Hanging out in Phnom Penh

Last updated on December 5th, 2018


King Father Norodom Sihanouk composed a famous song called “Phnom Penh”, which croons about the local “joie de vivre”. Those were happier times in the 1960s. But Phnom Penh is still moving and shaking (not necessarily in the right directions), and abuzz with local arts, galleries, performances, eateries, drinkeries and generally loud noise. In our posts on activities and things to do in Phnom Penh, you’ll find more ideas of what the locals do for fun. People do what people do around the world. They sleep, eat and drink, meet friends, go run around the Monument of Independence or just relax with their shirts rolled up over their pot bellies (for gentlemen only).


A Small Cosmopolitan City

For a small city, Phnom Penh also has a thriving expatriate community. It is well connected to most Asian cities with flights several times a day to Bangkok, Kuala Lumpur, Saigon, Seoul, Shanghai, Singapore. There are a lot of foreigners around, and they’re not all tourists. Shady businessmen cut shady business deals in their striped shirts, but also staff from international organisations (all possible UN agencies, World Bank and other development banks of the World), missionaries of all creeds and misfits that don’t fit here either make for a rather cosmopolitan city.

Real international foods and products are easy to come by, from Bordeaux Chateaux to sushis. Cambodia imports everything, which makes the cost of living in Phnom Penh more expensive than neighbouring countries despite the lower local purchasing power.


Cambodia Comes to Phnom Penh

Because of the War, most folks you’ll encounter during your stay who were born before 1975 are originally not from Phnom Penh (the real Phnom Penhers did not survive Brother Number 1). Phnom Penh attracts lots of people from Cambodia’s provinces: the jobs in government, garment factories, hotels and other services are here.

The Rest of Cambodia is not like Phnom Penh, not as audacious or assertive, and not as full of hot air and grandiloquence. But the whole of Cambodia comes to Phnom Penh, in particular during the Water Festival, a major opportunity for provincial folks to come and compete in boat races and another opportunity to hang out.

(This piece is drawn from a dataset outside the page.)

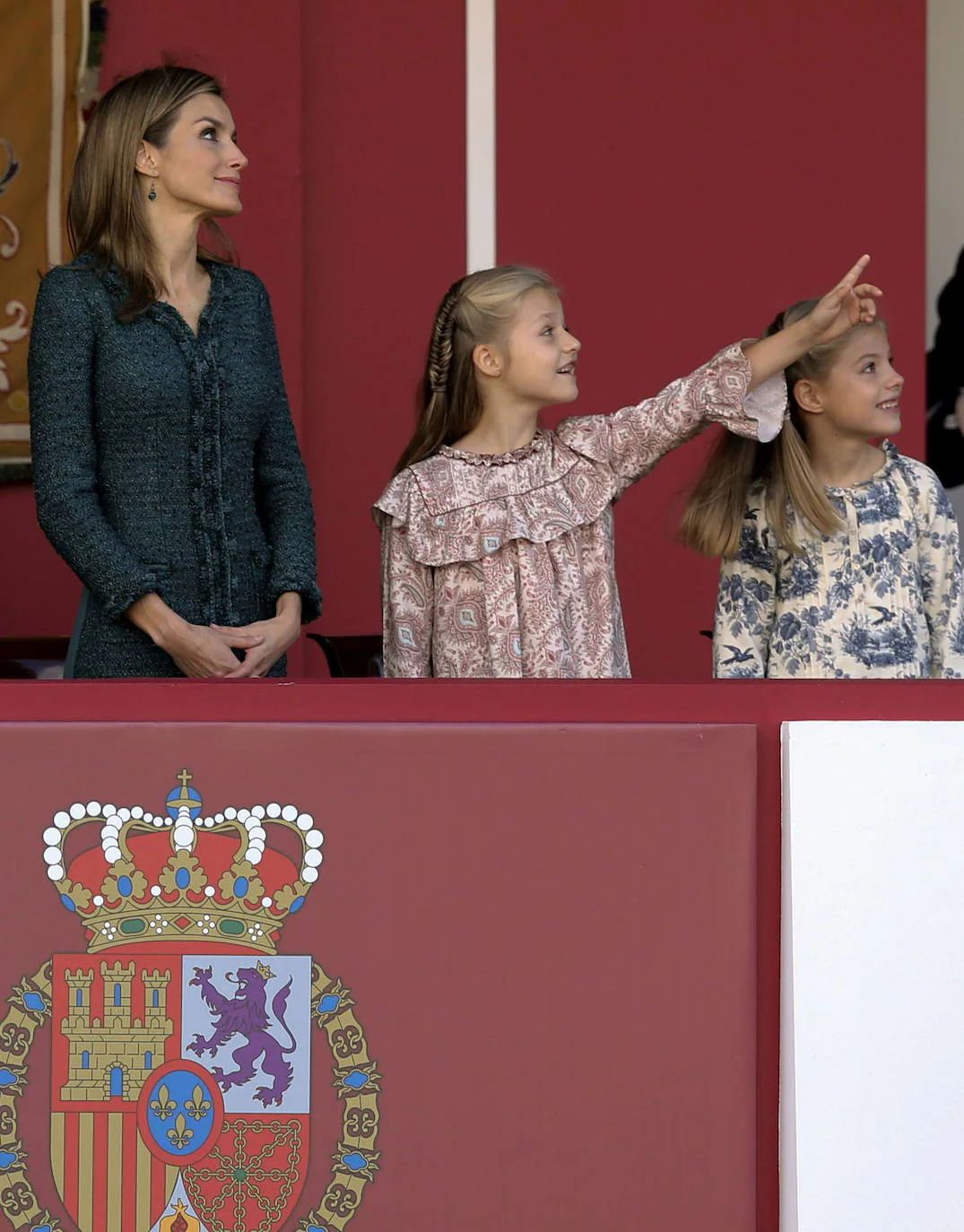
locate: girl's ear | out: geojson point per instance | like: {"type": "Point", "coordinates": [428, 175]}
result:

Go On, Hang On and Hang Out the Phnom Penh Way

People hang out in Phnom Penh. Even when people stay at home, they’re hanging out in front of their house (selling phone cards and cold drinks to passersby or simply chatting with neighbours). Friends, colleagues and relatives don’t need much convincing for a bowl of Kuy Teav Phnom Penh (Phnom Penh noodle soup), a can of Angkor beer or some grilled meats. Pick up the phone, text your friends, hop on your motorcycle… Don’t stay indoors, you’ll meet plenty of us out and about the Royal Capital of the Kingdom of Cambodia as Phnom Penh is officially known.